Posted July. 26, 2010 12:10,   

한국어

Financial institutions have raised lending rates en masse in the wake of the central bank’s hike of the benchmark interest rate, raising the interest burden on the people and small and mid-size companies.

Financial authorities announced a probe into high interest rates last week after President Lee Myung-bak complained of high interest charged by capital companies, making non-bank financial institutions reluctant to raise interest rate despite having good cause to do so.

Financial industry sources said Sunday that major commercial banks raised the rate on housing loans, which is set proportionally to the certificate of deposit rate, after the benchmark rate was increased a quarter of a percentage point July 9. Banks are also raising rates on credit loans.

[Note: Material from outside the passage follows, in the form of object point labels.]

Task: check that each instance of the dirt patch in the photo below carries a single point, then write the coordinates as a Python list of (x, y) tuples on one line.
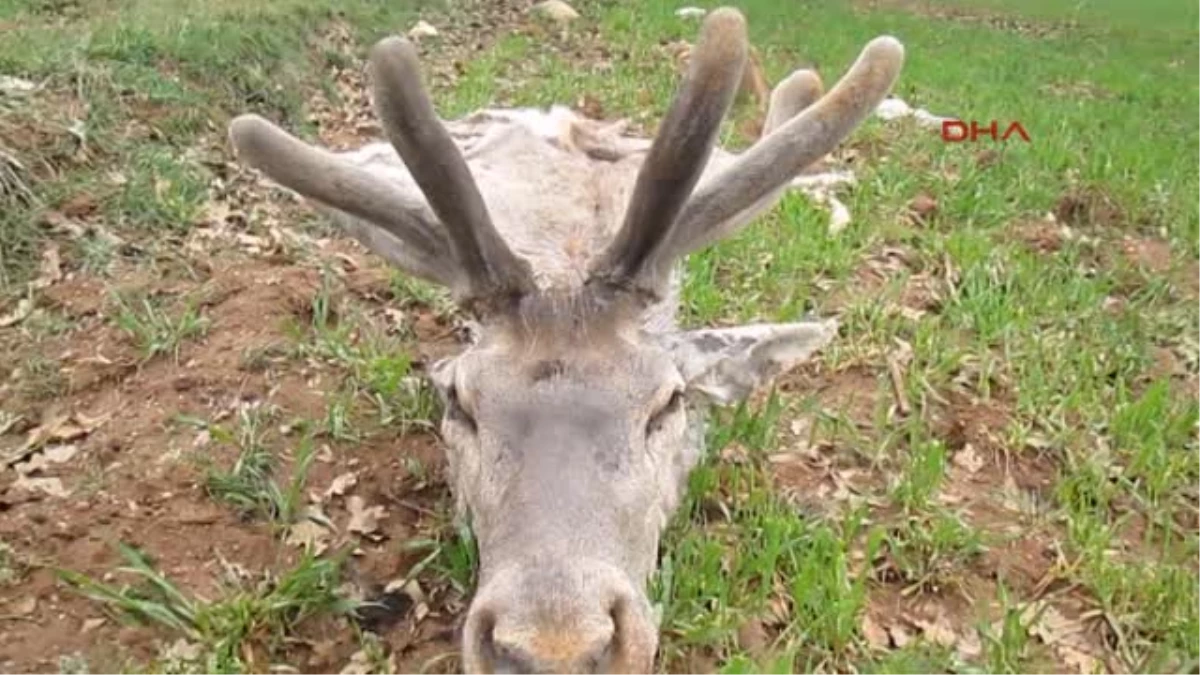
[(1152, 255), (1039, 236), (1091, 208), (137, 475)]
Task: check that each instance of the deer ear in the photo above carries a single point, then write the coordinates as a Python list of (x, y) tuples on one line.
[(725, 365)]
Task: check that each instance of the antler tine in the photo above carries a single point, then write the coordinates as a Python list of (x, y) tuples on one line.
[(679, 154), (408, 240), (778, 157), (790, 97), (493, 270)]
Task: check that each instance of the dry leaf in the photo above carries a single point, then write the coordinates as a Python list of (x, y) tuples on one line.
[(309, 535), (940, 631), (900, 635), (875, 634), (52, 487), (970, 645), (364, 520), (969, 459), (61, 428), (24, 608), (1062, 634), (59, 454), (51, 270), (341, 484), (21, 312)]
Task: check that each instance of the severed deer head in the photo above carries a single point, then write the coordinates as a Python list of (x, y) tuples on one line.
[(575, 413)]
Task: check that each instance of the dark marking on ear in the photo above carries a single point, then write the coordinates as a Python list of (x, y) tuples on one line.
[(547, 369), (711, 342)]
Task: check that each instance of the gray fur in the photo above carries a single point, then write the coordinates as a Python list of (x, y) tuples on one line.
[(575, 416)]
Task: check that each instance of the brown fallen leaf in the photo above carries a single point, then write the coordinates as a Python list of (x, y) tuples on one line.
[(52, 487), (1061, 634), (309, 536), (364, 520), (922, 207), (875, 634), (940, 631), (967, 459), (61, 428), (51, 270), (341, 485), (24, 608), (21, 312)]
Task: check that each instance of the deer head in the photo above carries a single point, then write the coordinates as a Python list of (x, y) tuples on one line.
[(573, 422)]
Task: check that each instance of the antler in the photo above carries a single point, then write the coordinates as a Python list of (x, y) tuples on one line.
[(456, 245), (803, 125), (417, 133), (678, 156)]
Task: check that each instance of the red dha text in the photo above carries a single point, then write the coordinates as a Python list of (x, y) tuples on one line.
[(955, 131)]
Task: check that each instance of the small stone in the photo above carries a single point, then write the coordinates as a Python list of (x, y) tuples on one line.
[(556, 10), (423, 29)]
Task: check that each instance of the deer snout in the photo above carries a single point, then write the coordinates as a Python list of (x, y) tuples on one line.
[(546, 629)]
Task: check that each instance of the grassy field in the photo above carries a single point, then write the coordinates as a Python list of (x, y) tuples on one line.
[(219, 455)]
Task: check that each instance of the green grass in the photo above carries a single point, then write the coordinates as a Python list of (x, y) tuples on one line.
[(155, 330), (1066, 342), (229, 628)]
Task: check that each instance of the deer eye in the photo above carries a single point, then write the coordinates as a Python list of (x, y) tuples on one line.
[(456, 411), (672, 406)]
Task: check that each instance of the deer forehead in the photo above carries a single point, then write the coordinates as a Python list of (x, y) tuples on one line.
[(604, 374)]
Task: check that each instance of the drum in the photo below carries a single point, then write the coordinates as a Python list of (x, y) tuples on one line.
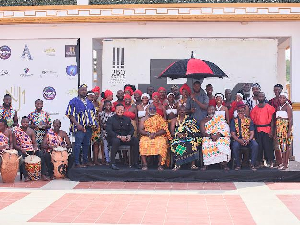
[(33, 167), (59, 158), (9, 166)]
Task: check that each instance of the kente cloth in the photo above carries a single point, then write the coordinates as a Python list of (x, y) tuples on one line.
[(83, 111), (103, 119), (282, 128), (216, 151), (39, 118), (275, 103), (39, 136), (3, 141), (7, 114), (96, 132), (186, 148), (242, 127), (53, 139), (158, 145), (262, 117), (23, 139)]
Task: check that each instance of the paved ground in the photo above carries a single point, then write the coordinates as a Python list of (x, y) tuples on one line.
[(64, 202)]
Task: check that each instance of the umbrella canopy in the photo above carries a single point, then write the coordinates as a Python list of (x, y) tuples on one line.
[(192, 68)]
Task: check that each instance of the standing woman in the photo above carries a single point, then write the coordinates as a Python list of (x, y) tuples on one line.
[(95, 140), (107, 95), (185, 91), (142, 108), (131, 112), (103, 117), (160, 109), (171, 107), (284, 124), (220, 108)]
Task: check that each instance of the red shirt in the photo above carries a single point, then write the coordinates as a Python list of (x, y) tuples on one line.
[(275, 102), (262, 116)]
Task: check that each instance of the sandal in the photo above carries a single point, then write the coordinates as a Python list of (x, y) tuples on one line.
[(194, 167), (145, 168), (204, 168), (160, 168), (253, 168), (237, 168), (176, 168)]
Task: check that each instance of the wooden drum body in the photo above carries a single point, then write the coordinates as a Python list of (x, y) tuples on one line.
[(33, 167), (59, 158), (9, 166)]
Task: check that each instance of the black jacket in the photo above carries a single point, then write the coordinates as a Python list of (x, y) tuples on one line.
[(119, 125)]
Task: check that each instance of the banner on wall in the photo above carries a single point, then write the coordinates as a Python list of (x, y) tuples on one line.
[(39, 69)]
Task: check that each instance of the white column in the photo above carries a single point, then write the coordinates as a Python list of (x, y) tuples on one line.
[(281, 66), (295, 91), (86, 61)]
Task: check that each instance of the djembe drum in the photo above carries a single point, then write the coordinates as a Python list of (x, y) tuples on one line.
[(33, 167), (59, 158), (10, 165)]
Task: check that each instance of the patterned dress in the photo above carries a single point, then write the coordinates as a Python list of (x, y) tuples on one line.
[(216, 151), (23, 139), (39, 119), (53, 139), (158, 145), (3, 141), (8, 115), (96, 133), (186, 148)]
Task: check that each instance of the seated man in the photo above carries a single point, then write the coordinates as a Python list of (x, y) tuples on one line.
[(5, 137), (120, 132), (216, 139), (154, 139), (242, 131), (55, 138), (186, 135), (24, 141)]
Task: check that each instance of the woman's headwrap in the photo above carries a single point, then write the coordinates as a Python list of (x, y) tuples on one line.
[(127, 96), (171, 93), (219, 95), (129, 89), (82, 85), (155, 94), (240, 94), (256, 85), (96, 89), (240, 105), (161, 89), (139, 92), (185, 87), (107, 93), (284, 93), (145, 95)]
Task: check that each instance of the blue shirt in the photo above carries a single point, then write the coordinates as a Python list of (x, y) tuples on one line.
[(83, 111)]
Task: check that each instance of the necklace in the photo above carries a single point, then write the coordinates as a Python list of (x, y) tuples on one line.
[(218, 108), (280, 107)]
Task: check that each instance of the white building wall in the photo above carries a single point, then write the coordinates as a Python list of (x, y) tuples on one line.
[(171, 29)]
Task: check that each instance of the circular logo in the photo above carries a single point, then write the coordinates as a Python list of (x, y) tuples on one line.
[(49, 93), (5, 52), (71, 70)]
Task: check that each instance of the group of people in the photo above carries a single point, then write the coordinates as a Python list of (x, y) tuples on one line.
[(180, 126)]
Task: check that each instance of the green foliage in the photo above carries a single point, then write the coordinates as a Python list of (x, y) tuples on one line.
[(36, 2), (108, 2)]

Citibank Korea increased the annual rate on its credit loans to salaried workers 0.12 percentage points. Hana Bank also increased the rate on credit loans 0.20 percentage points last month and 0.12 percentage points this month.

Banks are also moving to raise rates on loans for small and medium-size banks as well. One bank increased the rate on loans to smaller companies 0.15 percentage points after the benchmark rate hike, and another raised the rate 0.02 percentage points as well.

With interest rates growing, borrowers are facing a mounting interest burden. Interest-bearing loans of households and companies reached 1,400 trillion won (117 billion U.S. dollars) in amount as of May. If the hike of 25 basis points in the benchmark rate is fully reflected in lending rates, households and companies must pay an estimated 3.5 trillion won (2.9 billion dollars) in additional interest.

Commercial banks have quickly raised lending rates, but capital companies are more cautious about doing so. A source at the Credit Finance Association said, “A hike in the benchmark rate increases financing costs, and secondary financial institutions have good reason to hike lending rates as well. Since financial authorities are trying to lower interest rates, however, they are at loss over what to do.”

Voices in the financial sector are growing over the need to create financial institutions that provide loans at 10-20 percent interest, a scope of rates between the under 10 percent charged by banks and 30-40 percent levied by capital companies and loan sharks.